To accomplish this destiny, and not for reasons of merit, Democracy encourages and requires of every one a participation in the duties and privileges of citizenship. And similarly, it requires that every one should be an owner of property in order that each may have his own material cell in the body politic.[508]
All persons are not yet prepared for citizenship; but such as are minors must be wisely and strenuously prepared, for Democracy suffers until all become true citizens.
The idle and the very poor are always a menace to Democracy.[509]
Even a greater menace, if that be possible, is to be found in the low standard of womanhood which still prevails in America. Woman, if only she would leave her silliness and her millinery,[510] and enter the life of reality and enterprise, would, by the majesty of maternity, be more than the equal of man. I think, though approving of women’s suffrage, he doubted whether it could effect the change he desired to see.

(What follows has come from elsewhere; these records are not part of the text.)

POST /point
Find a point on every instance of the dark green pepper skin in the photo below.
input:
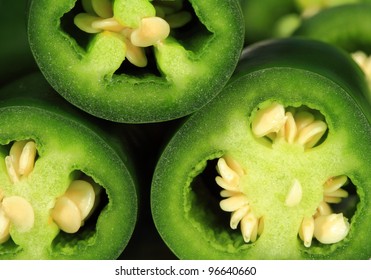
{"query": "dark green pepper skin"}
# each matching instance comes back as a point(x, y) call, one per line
point(345, 26)
point(294, 73)
point(262, 17)
point(189, 77)
point(15, 55)
point(68, 142)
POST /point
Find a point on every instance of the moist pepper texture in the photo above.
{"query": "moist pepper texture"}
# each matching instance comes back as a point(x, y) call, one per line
point(136, 61)
point(277, 166)
point(67, 189)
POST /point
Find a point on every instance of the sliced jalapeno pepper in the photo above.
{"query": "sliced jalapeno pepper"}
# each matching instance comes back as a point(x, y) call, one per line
point(277, 166)
point(335, 27)
point(136, 61)
point(67, 191)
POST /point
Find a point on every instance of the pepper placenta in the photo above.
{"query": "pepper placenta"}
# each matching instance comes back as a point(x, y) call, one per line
point(68, 190)
point(277, 166)
point(136, 61)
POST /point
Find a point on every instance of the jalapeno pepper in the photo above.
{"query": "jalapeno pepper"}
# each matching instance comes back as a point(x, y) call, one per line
point(277, 166)
point(67, 190)
point(334, 26)
point(136, 61)
point(15, 55)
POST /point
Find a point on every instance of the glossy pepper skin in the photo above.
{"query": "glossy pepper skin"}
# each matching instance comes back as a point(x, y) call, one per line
point(297, 73)
point(336, 27)
point(69, 147)
point(184, 71)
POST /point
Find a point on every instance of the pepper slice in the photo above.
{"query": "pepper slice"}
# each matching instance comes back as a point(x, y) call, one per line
point(334, 26)
point(136, 61)
point(67, 190)
point(277, 166)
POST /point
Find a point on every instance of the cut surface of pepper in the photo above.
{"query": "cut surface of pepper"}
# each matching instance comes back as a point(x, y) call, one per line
point(70, 210)
point(295, 128)
point(99, 16)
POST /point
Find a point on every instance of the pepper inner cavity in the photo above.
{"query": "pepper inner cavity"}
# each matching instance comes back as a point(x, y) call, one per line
point(16, 211)
point(150, 30)
point(325, 225)
point(299, 126)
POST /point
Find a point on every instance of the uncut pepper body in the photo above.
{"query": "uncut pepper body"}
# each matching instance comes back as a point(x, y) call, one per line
point(69, 147)
point(280, 182)
point(334, 26)
point(184, 71)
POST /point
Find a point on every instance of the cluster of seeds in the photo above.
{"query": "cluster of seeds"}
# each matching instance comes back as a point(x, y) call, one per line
point(74, 206)
point(99, 16)
point(16, 211)
point(302, 128)
point(70, 210)
point(327, 227)
point(236, 201)
point(299, 127)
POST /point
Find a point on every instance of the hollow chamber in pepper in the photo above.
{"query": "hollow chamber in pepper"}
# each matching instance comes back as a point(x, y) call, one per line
point(136, 61)
point(277, 166)
point(67, 191)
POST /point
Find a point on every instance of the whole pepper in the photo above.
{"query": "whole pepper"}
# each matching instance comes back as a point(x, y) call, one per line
point(136, 61)
point(334, 26)
point(68, 190)
point(277, 166)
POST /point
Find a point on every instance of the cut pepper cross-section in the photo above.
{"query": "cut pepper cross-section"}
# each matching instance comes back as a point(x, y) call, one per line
point(294, 127)
point(99, 16)
point(136, 61)
point(286, 162)
point(66, 190)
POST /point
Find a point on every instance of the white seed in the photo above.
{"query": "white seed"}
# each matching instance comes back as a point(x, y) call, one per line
point(233, 203)
point(295, 194)
point(324, 209)
point(306, 231)
point(237, 216)
point(66, 215)
point(228, 193)
point(27, 159)
point(16, 152)
point(311, 134)
point(338, 193)
point(4, 226)
point(107, 24)
point(249, 227)
point(179, 19)
point(85, 22)
point(20, 212)
point(12, 173)
point(268, 120)
point(331, 229)
point(303, 119)
point(229, 178)
point(234, 165)
point(83, 195)
point(335, 183)
point(151, 31)
point(102, 8)
point(290, 128)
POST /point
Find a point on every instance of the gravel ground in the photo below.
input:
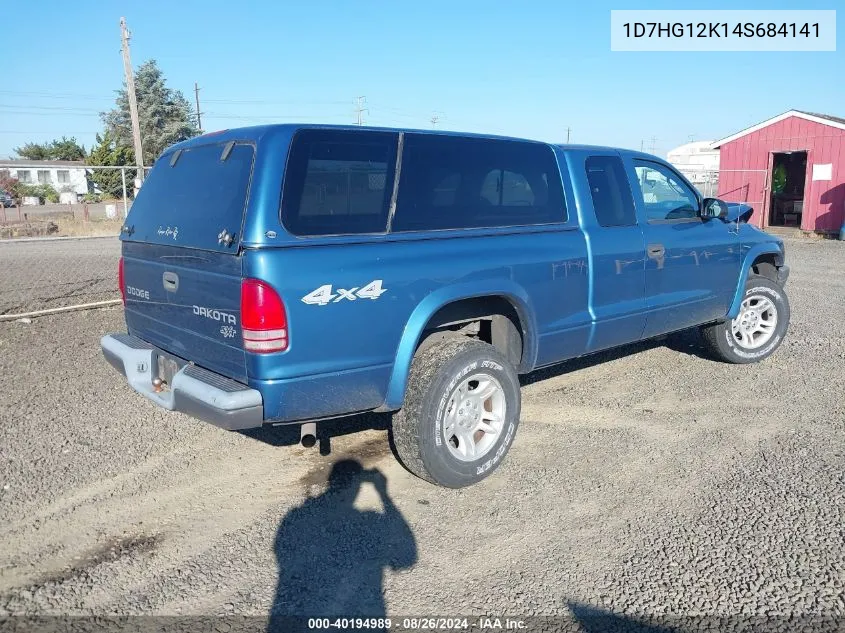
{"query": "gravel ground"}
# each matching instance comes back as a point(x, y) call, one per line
point(643, 483)
point(41, 274)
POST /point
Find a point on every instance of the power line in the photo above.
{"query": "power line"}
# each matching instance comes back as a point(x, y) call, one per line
point(360, 109)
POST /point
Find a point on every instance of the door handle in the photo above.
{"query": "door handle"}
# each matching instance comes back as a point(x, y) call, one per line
point(170, 281)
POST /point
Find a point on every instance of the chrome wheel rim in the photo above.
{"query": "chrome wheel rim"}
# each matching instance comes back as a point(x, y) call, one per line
point(474, 417)
point(756, 323)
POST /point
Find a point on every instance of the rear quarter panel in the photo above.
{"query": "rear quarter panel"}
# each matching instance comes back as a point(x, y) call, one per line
point(342, 354)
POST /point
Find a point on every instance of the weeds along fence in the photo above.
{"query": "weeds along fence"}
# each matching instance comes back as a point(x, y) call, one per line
point(56, 257)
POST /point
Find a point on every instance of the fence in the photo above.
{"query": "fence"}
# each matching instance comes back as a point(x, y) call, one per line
point(55, 256)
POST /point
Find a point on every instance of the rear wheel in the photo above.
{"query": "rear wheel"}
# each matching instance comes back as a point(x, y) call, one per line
point(460, 413)
point(758, 329)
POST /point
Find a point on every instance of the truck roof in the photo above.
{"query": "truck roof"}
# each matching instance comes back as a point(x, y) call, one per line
point(256, 132)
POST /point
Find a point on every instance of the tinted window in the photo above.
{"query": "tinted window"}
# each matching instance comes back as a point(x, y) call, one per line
point(187, 200)
point(665, 196)
point(609, 189)
point(338, 182)
point(451, 182)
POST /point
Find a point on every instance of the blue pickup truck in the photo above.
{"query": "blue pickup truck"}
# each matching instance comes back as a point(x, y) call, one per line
point(295, 273)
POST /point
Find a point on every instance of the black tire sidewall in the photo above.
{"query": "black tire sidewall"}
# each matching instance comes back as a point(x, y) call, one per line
point(443, 467)
point(738, 354)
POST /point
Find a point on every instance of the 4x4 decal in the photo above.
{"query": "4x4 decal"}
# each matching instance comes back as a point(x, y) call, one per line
point(324, 294)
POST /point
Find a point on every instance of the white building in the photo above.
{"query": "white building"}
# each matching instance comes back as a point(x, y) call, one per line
point(699, 162)
point(64, 175)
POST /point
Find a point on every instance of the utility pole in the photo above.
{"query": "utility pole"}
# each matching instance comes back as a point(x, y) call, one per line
point(197, 96)
point(360, 102)
point(133, 104)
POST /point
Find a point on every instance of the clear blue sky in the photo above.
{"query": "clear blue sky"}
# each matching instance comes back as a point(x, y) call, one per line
point(529, 69)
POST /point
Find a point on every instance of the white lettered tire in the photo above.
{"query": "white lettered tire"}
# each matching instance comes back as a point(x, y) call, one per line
point(759, 328)
point(460, 414)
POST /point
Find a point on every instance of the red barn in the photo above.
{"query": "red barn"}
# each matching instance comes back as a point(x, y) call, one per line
point(791, 169)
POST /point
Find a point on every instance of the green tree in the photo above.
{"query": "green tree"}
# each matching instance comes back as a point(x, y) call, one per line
point(108, 150)
point(58, 149)
point(165, 115)
point(32, 151)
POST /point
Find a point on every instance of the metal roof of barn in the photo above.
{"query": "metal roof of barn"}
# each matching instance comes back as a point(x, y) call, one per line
point(824, 119)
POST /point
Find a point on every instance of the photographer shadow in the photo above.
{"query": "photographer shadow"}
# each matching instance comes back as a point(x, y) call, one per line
point(332, 556)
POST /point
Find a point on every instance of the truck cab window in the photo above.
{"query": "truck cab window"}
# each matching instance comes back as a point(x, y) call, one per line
point(664, 195)
point(610, 191)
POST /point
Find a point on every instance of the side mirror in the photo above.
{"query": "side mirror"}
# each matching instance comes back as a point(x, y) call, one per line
point(712, 208)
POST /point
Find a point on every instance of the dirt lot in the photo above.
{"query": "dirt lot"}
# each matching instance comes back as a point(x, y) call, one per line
point(649, 481)
point(43, 274)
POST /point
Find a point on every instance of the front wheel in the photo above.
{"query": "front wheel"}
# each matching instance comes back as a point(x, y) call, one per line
point(460, 413)
point(758, 329)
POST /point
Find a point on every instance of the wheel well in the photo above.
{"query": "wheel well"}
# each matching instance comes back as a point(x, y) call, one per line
point(766, 266)
point(493, 320)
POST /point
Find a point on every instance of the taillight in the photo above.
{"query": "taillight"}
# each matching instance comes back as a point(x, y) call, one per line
point(120, 282)
point(264, 322)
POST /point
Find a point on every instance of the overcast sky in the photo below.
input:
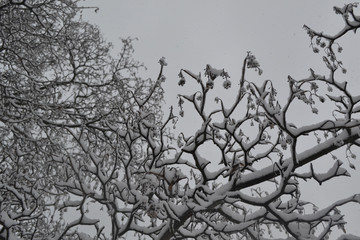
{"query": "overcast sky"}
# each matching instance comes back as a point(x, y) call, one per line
point(191, 34)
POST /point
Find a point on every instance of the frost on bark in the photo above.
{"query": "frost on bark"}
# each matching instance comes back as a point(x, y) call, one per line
point(84, 141)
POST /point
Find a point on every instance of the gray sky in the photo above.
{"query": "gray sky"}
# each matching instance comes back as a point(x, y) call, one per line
point(191, 34)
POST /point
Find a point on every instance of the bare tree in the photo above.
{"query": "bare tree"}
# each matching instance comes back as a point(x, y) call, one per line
point(67, 107)
point(81, 133)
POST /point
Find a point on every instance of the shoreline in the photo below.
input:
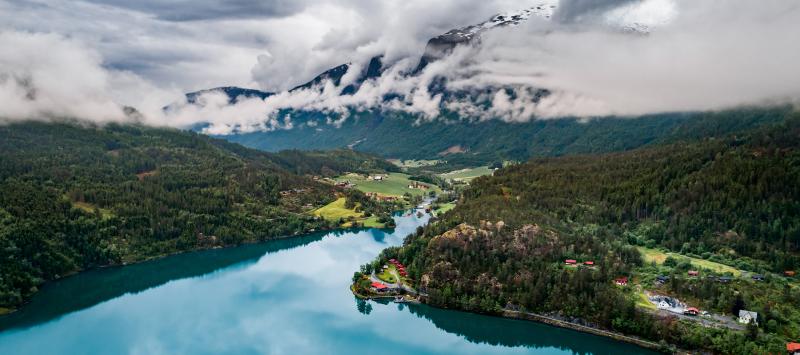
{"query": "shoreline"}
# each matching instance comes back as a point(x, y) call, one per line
point(533, 317)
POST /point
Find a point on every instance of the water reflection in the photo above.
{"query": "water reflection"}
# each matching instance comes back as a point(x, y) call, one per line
point(95, 286)
point(288, 296)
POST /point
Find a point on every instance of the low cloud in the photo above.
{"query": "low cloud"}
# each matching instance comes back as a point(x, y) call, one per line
point(622, 58)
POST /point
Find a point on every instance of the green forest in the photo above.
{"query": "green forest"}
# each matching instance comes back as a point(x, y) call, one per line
point(733, 200)
point(401, 135)
point(74, 197)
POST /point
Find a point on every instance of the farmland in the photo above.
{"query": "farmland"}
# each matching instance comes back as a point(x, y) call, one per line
point(394, 184)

It cannot be doubted that, like Plato, he saw in the triviality of the women of the upper classes especially, one of the gravest dangers which beset the Republic. For the aim of Democracy is great free personalities, and these can only be produced from a noble maternity. Unless motherhood and fatherhood in all their aspects become a living science,[511] and the practice of personal health is recognised as the finest of the arts, any achievement of the purpose of Democracy must be slow indeed.
Of other and very secondary kinds of culture, desirable enough in their place, America, he continues, has no lack. In some respects she is more European than Europe. But to personality, and the moral force which is personality, she is alarmingly indifferent. We have fussed about the world, cries this stern speaker of truth to his age and nation; we have gathered together its art and its sciences, but we have not grown great in our own souls. Our mean manners result precisely from that.
Thus he returns to reiterate the cry that can always be heard whenever we open any book of his, the cry of the quintessential importance of religion in every field of human life.[512] For religion is the life of the soul; that is to say, it is the heart of life.
Whitman’s religion, however, is not that which is taught by churches and churchmen. It is a religion extricated from the churches. In a notable passage[513] he declares: “Bibles may convey, and priests expound, but it is exclusively for the noiseless operation of one’s isolated self to enter the pure ether of veneration, reach the Divine levels, and commune with the unutterable”. In short, religion is moral or spiritual force: it is that which forms and maintains existence: without it, the continued life of nation or individual is inconceivable.
For a nation, too, has its soul-identity; and must become conscious of that if it is to live, much more if it is to lead. The awakening of America to this consciousness of its spiritual purpose Whitman awaits, as the prophets of Israel awaited the Messiah.[514] And we may add that with its realisation of nationhood, there comes to a people the sense of its membership in the solidarity of the race.
Now this soul-consciousness, he proceeds, comes to a nation through its literature. In its songs and in its great epics, a people tells and reads the secrets of its life; it sees there, as in a glass, the Divine purpose which tabernacles in its own heart.